Asivatrep (PAC-14028) is a potent and selective transient receptor potential vanilloid type I (TRPV1) antagonist.


Asivatrep (PAC-14028) could prevent barrier damages, accelerate skin barrier recovery and suppress pruritus, showing a potential for the treatment of atopic dermatitis. It could suppress serum IgE increase, epidermal infiltration of inflammatory cells and mast cell degranulation associated with atopic dermatitis[1]. Asivatrep (PAC-14028) shows efficacies against diverse disease models including visceral pain, inflammatory bowel disease, and inflammatory pain[2].


Asivatrep (PAC-14028) shows a plasma half-life of 2.1 h in rats while it is extended slightly to 3.8 h in minipigs. Oral bioavailability at 10 mg/kg dose is determined to be 52.7% and 64.2% in rats and minipigs, respectively suggesting that Asivatrep (PAC-14028) is relatively well-absorbed through oral route[1]. Asivatrep (PAC-14028) could inhibit capsaicin-evoked calcium influx in keratinocytes at sub-micromolar concentrations. This potent TRPV1 antagonistic activity in keratinocytes is manifested in vivo as the blockade of capsaicin-induced blood perfusion increase, and the accelerated barrier recovery from tape-stripping-induced barrier damages in hairless mice[3].

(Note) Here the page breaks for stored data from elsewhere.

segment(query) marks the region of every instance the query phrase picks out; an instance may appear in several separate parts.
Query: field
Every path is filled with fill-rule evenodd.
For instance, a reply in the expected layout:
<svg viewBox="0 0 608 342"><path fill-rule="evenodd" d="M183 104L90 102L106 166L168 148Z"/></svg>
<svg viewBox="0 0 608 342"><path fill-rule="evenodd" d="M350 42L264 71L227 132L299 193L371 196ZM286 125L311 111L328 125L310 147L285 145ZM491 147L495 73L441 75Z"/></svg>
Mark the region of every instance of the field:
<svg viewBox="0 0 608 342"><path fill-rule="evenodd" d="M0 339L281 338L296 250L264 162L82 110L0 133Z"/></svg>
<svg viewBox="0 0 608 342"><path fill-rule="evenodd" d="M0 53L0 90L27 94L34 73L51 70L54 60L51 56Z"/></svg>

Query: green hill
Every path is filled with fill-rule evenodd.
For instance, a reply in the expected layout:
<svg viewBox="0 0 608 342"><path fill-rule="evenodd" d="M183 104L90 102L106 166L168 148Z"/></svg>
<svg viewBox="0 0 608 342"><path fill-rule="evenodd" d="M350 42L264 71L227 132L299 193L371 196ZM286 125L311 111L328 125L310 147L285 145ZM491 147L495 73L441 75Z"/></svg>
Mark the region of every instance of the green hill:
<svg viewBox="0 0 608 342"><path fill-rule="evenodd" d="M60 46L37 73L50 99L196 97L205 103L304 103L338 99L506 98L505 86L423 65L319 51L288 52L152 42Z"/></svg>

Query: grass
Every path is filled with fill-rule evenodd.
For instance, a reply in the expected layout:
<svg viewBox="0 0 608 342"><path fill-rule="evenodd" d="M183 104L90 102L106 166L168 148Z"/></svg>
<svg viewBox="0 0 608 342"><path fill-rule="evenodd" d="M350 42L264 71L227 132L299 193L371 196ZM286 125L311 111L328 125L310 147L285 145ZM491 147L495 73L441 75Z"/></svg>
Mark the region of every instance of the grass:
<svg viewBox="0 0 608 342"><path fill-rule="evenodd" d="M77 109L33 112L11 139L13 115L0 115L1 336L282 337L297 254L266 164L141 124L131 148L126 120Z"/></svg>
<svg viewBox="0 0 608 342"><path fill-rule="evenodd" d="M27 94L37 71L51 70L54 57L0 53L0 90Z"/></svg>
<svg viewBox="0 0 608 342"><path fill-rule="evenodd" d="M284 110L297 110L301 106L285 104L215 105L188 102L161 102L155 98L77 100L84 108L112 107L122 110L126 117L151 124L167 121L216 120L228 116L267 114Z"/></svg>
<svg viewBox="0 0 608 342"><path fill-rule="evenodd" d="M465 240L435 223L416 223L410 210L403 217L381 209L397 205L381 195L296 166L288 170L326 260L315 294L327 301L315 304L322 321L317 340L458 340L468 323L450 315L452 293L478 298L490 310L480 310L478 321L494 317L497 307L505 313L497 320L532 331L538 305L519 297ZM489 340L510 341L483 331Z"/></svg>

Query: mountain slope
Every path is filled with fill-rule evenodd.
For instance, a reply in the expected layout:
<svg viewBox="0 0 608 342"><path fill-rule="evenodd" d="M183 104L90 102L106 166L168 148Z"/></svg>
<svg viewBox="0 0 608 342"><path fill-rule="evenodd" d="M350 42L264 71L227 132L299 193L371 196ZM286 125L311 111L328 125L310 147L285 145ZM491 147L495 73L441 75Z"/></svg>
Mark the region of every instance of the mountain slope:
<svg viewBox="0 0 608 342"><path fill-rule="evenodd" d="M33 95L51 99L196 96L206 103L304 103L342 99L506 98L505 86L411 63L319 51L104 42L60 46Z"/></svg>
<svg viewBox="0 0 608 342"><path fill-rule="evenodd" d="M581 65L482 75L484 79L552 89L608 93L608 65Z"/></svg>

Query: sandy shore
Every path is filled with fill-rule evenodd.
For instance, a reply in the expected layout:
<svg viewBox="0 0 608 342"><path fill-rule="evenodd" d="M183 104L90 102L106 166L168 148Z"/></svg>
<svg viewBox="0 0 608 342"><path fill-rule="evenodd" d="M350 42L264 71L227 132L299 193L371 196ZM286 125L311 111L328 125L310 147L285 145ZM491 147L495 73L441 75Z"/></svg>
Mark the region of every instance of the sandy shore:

[1]. Park YH, et al. Oral and topical pharmacokinetic studies of a novel TRPV1 antagonist, PAC-14028 in rats and minipigs using liquid chromatography/tandem mass spectrometric method. J Pharm Biomed Anal. 2012 Mar 5;61:8-14. [2]. Lim KM, et al. Development of PAC-14028, a novel transient receptor potential vanilloid type 1 (TRPV1) channel antagonist as a new drug for refractory skin diseases. Arch Pharm Res. 2012 Mar;35(3):393-6. [3]. Yun JW, et al. TRPV1 antagonist can suppress the atopic dermatitis-like symptoms by accelerating skin barrier recovery. J Dermatol Sci. 2011 Apr;62(1):8-15.